On 2014, Tianqi Chen took the world by storm with the release of the first efficient implementation of gradient boosted decision trees, XGBoost. In a few months, developers using the new library had already broken several performance records, including winning several kaggle competitions. The implementation could easily outperform the SOTA methods of the time (mainly random forests and neural networks) when dealing with tabular data.

What made XGBoost so fantastically good? In short, it was two things: the first is that the typical CART algorithm for tree-growth was enhanced by adding heavy regularization; and the second one was that it was *fast*. The base code (written in C++) has algorithm-level optimizations (such as the histogram method to quickly pre-sort the data), as well as hardware-level optimizations (the way the data is stored in memory and the parallelization strategy).

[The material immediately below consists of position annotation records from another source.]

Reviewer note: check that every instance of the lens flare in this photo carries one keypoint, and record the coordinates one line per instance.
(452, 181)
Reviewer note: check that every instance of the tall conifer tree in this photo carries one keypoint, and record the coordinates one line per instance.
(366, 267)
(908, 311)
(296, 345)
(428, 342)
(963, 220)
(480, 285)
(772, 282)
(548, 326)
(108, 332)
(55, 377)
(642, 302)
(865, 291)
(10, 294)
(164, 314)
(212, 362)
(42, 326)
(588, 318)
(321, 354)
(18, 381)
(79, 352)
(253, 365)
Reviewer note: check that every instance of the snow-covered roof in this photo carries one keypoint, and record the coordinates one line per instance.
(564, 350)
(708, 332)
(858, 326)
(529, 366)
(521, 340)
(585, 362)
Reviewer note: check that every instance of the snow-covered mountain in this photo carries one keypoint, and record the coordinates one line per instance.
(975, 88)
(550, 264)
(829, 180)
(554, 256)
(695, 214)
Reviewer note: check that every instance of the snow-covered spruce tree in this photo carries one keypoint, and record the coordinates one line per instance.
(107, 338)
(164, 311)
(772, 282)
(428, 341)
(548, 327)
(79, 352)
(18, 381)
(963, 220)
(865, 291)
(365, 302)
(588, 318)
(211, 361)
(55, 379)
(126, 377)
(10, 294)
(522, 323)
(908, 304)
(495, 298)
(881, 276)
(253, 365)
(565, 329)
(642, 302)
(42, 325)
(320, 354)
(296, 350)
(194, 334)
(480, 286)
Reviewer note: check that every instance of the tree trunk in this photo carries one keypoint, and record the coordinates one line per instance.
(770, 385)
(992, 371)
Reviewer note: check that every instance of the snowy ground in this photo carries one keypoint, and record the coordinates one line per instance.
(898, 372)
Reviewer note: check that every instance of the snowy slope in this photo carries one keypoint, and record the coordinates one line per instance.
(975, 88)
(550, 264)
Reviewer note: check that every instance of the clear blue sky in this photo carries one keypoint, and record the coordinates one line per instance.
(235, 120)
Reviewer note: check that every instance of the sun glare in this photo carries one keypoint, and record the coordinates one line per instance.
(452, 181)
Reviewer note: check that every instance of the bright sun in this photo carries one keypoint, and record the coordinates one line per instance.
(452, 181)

In 2016, in their typical spirit of stealing somebody else’s idea and throwing money at it until it becomes massive, Microsoft released LightGBM. This library was originally a mostly drop-in replacement for XGBoost in that it used the same method of tree learning, as well as the histogram method of data sorting. However, this new implementation introduced a couple of interesting things, most of which are designed to make it even faster (and it ended up being so fast that XGBoost can even seem slow beside it), and others that modify the way in which trees grow:

- Like XGBoost, it implements the histogram method of data sorting. I haven’t personally looked at the code, but have reason to suspect they did something different to make it even more efficient (don’t quote me on this though).
- Gradient-based one-side sampling (GOSS) is a very smart way of reducing the time to compute the gradient. When calculating the pseudo-residuals, the algorithm heavily subsamples those elements with small residuals, forcing the model to focus on the hard-to-learn (i.e. those with high gradients) elements à la AdaBoost. This in turn makes things faster because there are less elements to consider when calculating the gradient.
- Exclusive Feature Bundling (EFB) is based on a 1958 paper (seriously) by Fisher. In essence, the optimal way of splitting a categorical variable is to build two groups (or partitions) and have each group go to its own branch. However, since (nominal) categorical variables lack order by definition, strategies like one-hot encoding tend to make this process exceedingly complex and confusing for a tree, usually requiring several consecutive splits to get right. In order to find the best partitions, LightGBM uses a combination of the gradient and hessian to calculate a numerical representation for the categorical feature, ordering them optimally. This strategy (which works both for categorical features and for highly sparse feature combinations) allows both an increase in model performance, as well as optimizing training time.
- Leaf-wise tree growth is a modification of the CART algorithm wherein all available leafs are tested before performing a split, and the split is only performed on the one with the greatest error delta. This tends to create very deep, asymmetric trees which can easily overfit the data.
- Intrinsic handling of missing values makes imputing (theoretically) unnecessary. The general idea here is that values are not randomly generated, so the absence of a value contains some intrinsic information, so imputing it smartly could actually lead to a performance penalty. The implementation learns, for each split, what direction the missing values should go (by default they go right for categorical ones). This is a particularly amazing feature, because it allows the model to extract every last unit of information from the dataset. For more details on the implementation take a look at this.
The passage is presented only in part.